The Bush administration also pretends health care problems don't exist. The 2004 Economic Report of the President concluded "many [of the uninsured] may remain uninsured as a matter of choice," perhaps because "they are young and healthy and do not see the need for insurance."
We agree with the Center for American Progress and the rest of the industrialized world that health care should be a basic human right. The center has developed a blueprint for affordable, quality health coverage, made available and affordable for all Americans, through either employee-sponsored insurance, Medicaid or a new group insurance pool modeled on the system used by federal employees and members of Congress. The pool, based on the Federal Employees Health Benefits Program, would assist all those who lack access to job-based insurance &endash;- a problem for about 80% of all uninsured people. Almost two-thirds (63%) of US adults cite lowering health care costs and health insurance. They deserve better from the president and Congress.

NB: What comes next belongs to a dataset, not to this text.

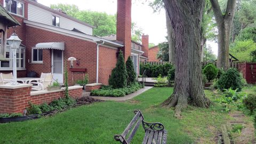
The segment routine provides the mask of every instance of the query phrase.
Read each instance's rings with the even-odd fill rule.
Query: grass
[[[228,118],[218,103],[209,109],[189,107],[182,118],[174,118],[172,109],[159,104],[172,93],[172,88],[154,87],[125,102],[106,101],[82,106],[50,117],[0,124],[0,143],[118,143],[120,134],[140,109],[146,121],[161,122],[168,131],[167,143],[214,143],[220,125]],[[214,95],[205,91],[211,99]],[[141,126],[132,143],[141,143]]]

Bush struck another low blow May 7 in Riga, Latvia, when he accused the US of appeasement in agreeing to the Soviet occupation of Eastern Europe after World War II. Bush said the February 1945 agreement at Yalta among President Franklin Roosevelt, Soviet leader Josef Stalin and British Prime Minister Winston Churchill "followed in the unjust tradition of Munich and the Molotov-Ribbentrop pact."

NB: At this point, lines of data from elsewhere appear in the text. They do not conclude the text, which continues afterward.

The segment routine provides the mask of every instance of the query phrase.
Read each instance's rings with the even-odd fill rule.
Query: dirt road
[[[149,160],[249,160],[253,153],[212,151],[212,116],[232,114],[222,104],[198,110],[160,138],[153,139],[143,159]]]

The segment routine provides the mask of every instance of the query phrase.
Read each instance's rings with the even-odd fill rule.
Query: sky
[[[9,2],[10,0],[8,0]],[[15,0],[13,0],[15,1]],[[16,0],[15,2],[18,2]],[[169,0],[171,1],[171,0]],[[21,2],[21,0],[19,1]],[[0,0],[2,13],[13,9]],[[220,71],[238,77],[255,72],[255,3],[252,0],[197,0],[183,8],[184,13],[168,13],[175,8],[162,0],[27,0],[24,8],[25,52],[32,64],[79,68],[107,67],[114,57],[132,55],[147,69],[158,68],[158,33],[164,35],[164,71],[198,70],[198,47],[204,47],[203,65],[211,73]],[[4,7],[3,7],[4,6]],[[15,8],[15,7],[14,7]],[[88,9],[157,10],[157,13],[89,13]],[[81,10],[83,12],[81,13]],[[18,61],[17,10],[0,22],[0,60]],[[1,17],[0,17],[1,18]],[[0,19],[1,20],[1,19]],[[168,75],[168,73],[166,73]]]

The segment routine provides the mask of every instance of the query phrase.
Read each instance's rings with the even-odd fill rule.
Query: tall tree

Bush should be more sensitive to the nuances of history of World War II. After all, his grandfather, Prescott Bush, was complicit in the arming of the Nazi regime (See Dispatches, 11/15/03 and 12/1/03 TPP]. But W could not resist a chance to smear the liberal icon FDR, who, with Churchill, got an agreement from Stalin to allow free elections in the occupied zones and to join the war against Japan. Many historians think FDR and Churchill got the best deal they could, considering that Stalin already controlled Eastern Europe with battle-hardened troops. Stalin reneged on the elections in Soviet-occupied territories, of course, but to suggest that the US and Britain were prepared to go to war with the Soviet Union over Eastern Europe in 1945 is to engage in fantasy.
Bush also said, "We will not repeat the mistakes of other generations -- appeasing or excusing tyranny, and sacrificing freedom in the vain pursuit of stability." He should tell that to his kissing cousin, Saudi Crown Prince Abdullah, and other "allies" in Egypt, Jordan, Syria, Morocco, and Pakistan where the CIA sends terrorism suspects to be tortured under the infamous "rendition" program. The administration denies that suspects are sent to be tortured, of course, but there's no other good reason to outsource interrogations.

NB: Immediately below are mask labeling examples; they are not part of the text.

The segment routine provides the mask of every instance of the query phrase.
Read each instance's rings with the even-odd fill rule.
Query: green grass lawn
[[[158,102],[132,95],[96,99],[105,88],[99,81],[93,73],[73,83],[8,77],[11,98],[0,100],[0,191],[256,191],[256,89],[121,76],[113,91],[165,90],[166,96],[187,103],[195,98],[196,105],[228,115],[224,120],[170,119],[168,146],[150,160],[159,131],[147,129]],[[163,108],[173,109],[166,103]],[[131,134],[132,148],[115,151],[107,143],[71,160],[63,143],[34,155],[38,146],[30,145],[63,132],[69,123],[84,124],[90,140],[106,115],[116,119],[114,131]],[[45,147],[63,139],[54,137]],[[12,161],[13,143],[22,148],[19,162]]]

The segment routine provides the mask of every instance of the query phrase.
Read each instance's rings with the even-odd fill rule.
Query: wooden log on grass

Perhaps the worst of the lot is Uzbekistan, which the US State Department reported in February 2001 "is an authoritarian state with limited civil rights," where police commonly use "beating, often with blunt weapons, and asphyxiation with a gas mask" during interrogations. International human rights groups also report the boiling of body parts, using electroshock on genitals and plucking off fingernails and toenails with pliers. At least two prisoners were boiled to death, the groups reported, but an intel official told the New York Times that the US sent "dozens" of suspects to Tashkent, the Uzbek capital.